Sem trabalhar desde então, devido aos cuidados em tempo integral exigidos pela condição do filho, a mãe ousa sonhar em montar o próprio negócio para dar uma vida melhor à família e entende que dar continuidade aos estudos é um passo importante na própria trajetória. “Acredito que o Ensino Superior é importante pra que eu possa me capacitar, ingressar novamente no mercado de trabalho e ser útil à sociedade. Penso em ser uma microempreendedora e a graduação em Logística vai me ajudar a gerir o negócio, ou até mesmo conseguir emprego, e ter como dar uma qualidade de vida melhor ao meu filho”, afirma.

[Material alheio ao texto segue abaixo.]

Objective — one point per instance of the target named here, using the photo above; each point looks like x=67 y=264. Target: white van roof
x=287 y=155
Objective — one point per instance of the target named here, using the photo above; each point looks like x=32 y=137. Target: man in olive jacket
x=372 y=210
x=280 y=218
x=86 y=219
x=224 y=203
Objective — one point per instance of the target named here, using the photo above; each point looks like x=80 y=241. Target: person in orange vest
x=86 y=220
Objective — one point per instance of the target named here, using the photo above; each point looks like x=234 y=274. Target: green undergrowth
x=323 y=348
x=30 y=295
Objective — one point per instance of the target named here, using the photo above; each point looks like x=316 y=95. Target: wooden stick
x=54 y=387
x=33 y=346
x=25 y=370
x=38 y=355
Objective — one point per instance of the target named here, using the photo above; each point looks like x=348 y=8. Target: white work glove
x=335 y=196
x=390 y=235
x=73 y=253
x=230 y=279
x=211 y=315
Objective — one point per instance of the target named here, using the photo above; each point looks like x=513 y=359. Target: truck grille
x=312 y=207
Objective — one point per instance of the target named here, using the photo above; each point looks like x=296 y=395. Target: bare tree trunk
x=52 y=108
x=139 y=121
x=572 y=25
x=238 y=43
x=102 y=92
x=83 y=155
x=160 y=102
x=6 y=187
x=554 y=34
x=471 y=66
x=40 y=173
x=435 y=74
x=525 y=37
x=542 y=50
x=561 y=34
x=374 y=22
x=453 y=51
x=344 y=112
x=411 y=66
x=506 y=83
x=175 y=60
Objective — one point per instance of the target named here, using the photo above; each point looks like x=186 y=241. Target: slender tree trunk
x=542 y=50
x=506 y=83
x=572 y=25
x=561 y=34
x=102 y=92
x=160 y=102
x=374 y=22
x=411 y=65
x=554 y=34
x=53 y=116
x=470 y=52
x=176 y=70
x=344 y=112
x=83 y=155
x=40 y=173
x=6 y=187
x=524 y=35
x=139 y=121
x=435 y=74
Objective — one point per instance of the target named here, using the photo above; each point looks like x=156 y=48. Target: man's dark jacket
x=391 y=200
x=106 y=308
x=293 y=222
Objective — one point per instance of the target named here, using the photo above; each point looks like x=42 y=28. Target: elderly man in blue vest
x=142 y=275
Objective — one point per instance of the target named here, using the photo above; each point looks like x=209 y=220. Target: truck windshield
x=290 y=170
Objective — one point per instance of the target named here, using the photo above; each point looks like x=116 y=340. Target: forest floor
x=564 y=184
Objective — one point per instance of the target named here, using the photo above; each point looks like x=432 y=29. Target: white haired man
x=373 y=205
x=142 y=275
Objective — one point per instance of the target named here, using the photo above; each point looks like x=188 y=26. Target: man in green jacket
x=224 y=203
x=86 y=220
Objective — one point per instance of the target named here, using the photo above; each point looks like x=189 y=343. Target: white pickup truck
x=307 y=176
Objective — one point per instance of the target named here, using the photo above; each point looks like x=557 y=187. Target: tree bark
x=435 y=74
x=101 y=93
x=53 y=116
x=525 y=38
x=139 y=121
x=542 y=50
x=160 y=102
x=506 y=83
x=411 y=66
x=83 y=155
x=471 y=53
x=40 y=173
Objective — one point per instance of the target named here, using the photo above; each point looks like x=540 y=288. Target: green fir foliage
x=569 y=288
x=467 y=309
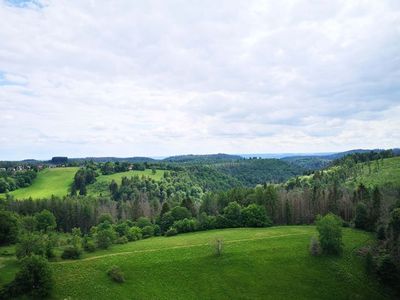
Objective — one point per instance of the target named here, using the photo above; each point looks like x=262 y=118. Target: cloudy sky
x=156 y=78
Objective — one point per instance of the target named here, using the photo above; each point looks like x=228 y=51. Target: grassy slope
x=388 y=173
x=269 y=263
x=55 y=181
x=103 y=181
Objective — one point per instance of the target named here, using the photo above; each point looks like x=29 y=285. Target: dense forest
x=194 y=196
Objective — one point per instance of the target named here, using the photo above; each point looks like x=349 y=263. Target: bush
x=143 y=222
x=157 y=230
x=134 y=234
x=71 y=252
x=106 y=217
x=148 y=231
x=116 y=274
x=46 y=221
x=387 y=270
x=105 y=237
x=89 y=245
x=381 y=232
x=218 y=247
x=330 y=233
x=207 y=222
x=122 y=228
x=369 y=262
x=314 y=246
x=121 y=240
x=185 y=225
x=166 y=221
x=34 y=278
x=255 y=216
x=171 y=232
x=180 y=213
x=8 y=227
x=361 y=218
x=232 y=213
x=34 y=243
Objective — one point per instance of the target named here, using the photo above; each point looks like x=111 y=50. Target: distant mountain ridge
x=186 y=158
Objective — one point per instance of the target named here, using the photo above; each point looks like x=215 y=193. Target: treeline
x=354 y=158
x=250 y=172
x=11 y=180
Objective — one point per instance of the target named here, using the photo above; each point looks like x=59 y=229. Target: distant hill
x=135 y=159
x=317 y=162
x=206 y=158
x=251 y=172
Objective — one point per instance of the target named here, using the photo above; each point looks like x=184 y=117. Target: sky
x=158 y=78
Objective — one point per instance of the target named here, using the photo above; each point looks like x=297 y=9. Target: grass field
x=54 y=181
x=57 y=182
x=267 y=263
x=103 y=181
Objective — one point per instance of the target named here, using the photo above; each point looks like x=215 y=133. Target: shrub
x=105 y=237
x=207 y=222
x=387 y=269
x=134 y=234
x=34 y=278
x=255 y=216
x=89 y=245
x=106 y=217
x=29 y=223
x=157 y=230
x=171 y=232
x=218 y=247
x=71 y=252
x=369 y=262
x=381 y=232
x=148 y=231
x=221 y=222
x=8 y=227
x=121 y=240
x=232 y=213
x=361 y=218
x=116 y=274
x=34 y=243
x=143 y=222
x=330 y=233
x=45 y=220
x=314 y=246
x=122 y=229
x=180 y=213
x=166 y=221
x=185 y=225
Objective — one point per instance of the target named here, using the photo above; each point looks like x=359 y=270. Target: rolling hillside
x=384 y=172
x=103 y=181
x=268 y=263
x=51 y=181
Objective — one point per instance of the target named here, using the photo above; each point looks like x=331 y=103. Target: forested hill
x=206 y=158
x=135 y=159
x=251 y=172
x=318 y=162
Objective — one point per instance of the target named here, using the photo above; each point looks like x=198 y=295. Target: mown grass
x=51 y=181
x=266 y=263
x=101 y=186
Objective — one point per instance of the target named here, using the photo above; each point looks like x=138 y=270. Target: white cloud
x=168 y=77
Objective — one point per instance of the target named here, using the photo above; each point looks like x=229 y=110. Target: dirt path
x=174 y=247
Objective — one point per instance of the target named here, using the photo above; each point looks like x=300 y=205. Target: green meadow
x=51 y=181
x=101 y=186
x=384 y=172
x=265 y=263
x=57 y=182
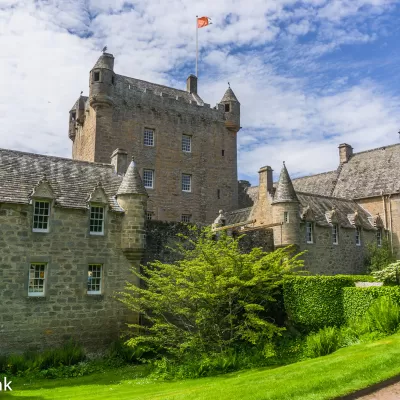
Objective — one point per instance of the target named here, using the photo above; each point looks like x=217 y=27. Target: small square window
x=186 y=143
x=148 y=137
x=186 y=183
x=37 y=278
x=335 y=234
x=309 y=232
x=94 y=278
x=96 y=220
x=41 y=215
x=186 y=218
x=358 y=236
x=148 y=178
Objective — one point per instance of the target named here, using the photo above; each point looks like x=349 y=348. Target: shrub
x=313 y=302
x=356 y=301
x=325 y=341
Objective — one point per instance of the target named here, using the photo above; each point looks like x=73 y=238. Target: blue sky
x=309 y=74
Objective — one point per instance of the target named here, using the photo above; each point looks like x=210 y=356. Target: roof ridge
x=58 y=158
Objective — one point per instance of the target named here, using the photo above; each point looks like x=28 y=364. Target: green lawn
x=346 y=370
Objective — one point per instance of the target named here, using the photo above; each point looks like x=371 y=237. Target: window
x=37 y=277
x=185 y=217
x=96 y=220
x=186 y=183
x=148 y=178
x=41 y=215
x=186 y=143
x=309 y=232
x=358 y=236
x=379 y=237
x=335 y=234
x=285 y=217
x=148 y=137
x=94 y=278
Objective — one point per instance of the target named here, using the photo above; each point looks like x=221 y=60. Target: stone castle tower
x=186 y=151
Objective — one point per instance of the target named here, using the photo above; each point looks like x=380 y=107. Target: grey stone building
x=186 y=150
x=70 y=232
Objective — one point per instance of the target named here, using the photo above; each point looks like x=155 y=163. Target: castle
x=186 y=150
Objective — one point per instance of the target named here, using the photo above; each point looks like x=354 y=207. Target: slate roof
x=369 y=173
x=72 y=181
x=345 y=209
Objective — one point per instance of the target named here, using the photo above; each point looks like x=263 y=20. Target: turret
x=132 y=197
x=231 y=110
x=102 y=82
x=286 y=211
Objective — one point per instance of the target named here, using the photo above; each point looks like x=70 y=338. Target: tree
x=211 y=300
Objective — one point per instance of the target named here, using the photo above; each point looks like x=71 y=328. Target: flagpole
x=197 y=46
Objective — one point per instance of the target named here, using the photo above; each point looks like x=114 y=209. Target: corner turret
x=102 y=82
x=286 y=212
x=231 y=110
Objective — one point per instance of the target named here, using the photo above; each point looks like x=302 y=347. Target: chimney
x=119 y=158
x=266 y=181
x=345 y=153
x=191 y=84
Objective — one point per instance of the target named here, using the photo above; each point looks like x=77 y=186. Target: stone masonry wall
x=66 y=310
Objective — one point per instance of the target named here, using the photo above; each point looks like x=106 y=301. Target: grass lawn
x=326 y=377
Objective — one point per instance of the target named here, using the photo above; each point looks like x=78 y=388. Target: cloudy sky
x=309 y=74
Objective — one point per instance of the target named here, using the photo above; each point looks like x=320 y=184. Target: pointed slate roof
x=285 y=191
x=132 y=182
x=229 y=96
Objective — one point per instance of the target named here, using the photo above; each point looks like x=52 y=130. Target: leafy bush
x=356 y=300
x=313 y=302
x=211 y=300
x=389 y=275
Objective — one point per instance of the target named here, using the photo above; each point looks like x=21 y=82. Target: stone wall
x=66 y=311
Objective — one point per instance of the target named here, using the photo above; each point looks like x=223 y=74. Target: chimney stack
x=345 y=153
x=191 y=84
x=119 y=158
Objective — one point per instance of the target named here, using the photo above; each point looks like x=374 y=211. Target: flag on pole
x=203 y=21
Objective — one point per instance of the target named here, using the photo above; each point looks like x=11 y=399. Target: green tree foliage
x=211 y=300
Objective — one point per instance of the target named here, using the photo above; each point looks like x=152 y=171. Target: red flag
x=203 y=21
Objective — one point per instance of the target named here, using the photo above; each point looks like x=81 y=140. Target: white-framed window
x=379 y=237
x=335 y=234
x=37 y=279
x=309 y=232
x=286 y=217
x=358 y=236
x=148 y=137
x=186 y=143
x=95 y=276
x=186 y=217
x=148 y=178
x=96 y=220
x=186 y=183
x=41 y=215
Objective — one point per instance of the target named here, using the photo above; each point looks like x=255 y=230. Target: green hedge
x=356 y=301
x=312 y=302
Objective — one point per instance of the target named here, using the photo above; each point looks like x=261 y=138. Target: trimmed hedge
x=356 y=301
x=313 y=302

O que Eulina não imaginava é que por meio de um aplicativo de mensagens instantâneas conheceria o projeto Mães Produtivas, que oferta bolsas de estudo integrais específicas para mulheres que têm crianças com síndromes e doenças raras. O projeto foi idealizado pela ONG Alianças de Mães e Famílias Raras (AMAR) e o grupo Ser Educacional/UNINASSAU, em 2016, em Pernambuco, devido à grande incidência de casos de Microcefalia. A iniciativa, no entanto, foi ampliada para contemplar casos de crianças com outras condições.

*Mães produtivas*

Em 2019, estão sendo ofertadas 250 bolsas de estudo gratuitas em graduações e pós-graduações na modalidade Educação a Distância (EAD). As inscrições podem ser feitas até 10 de maio. As candidatas devem buscar informações por meio do telefone 4020-9734 (ligação local) e, em seguida, entrar em contato com o Núcleo de Atendimento ao Educando (NAE) da unidade de ensino para agendar o atendimento presencial.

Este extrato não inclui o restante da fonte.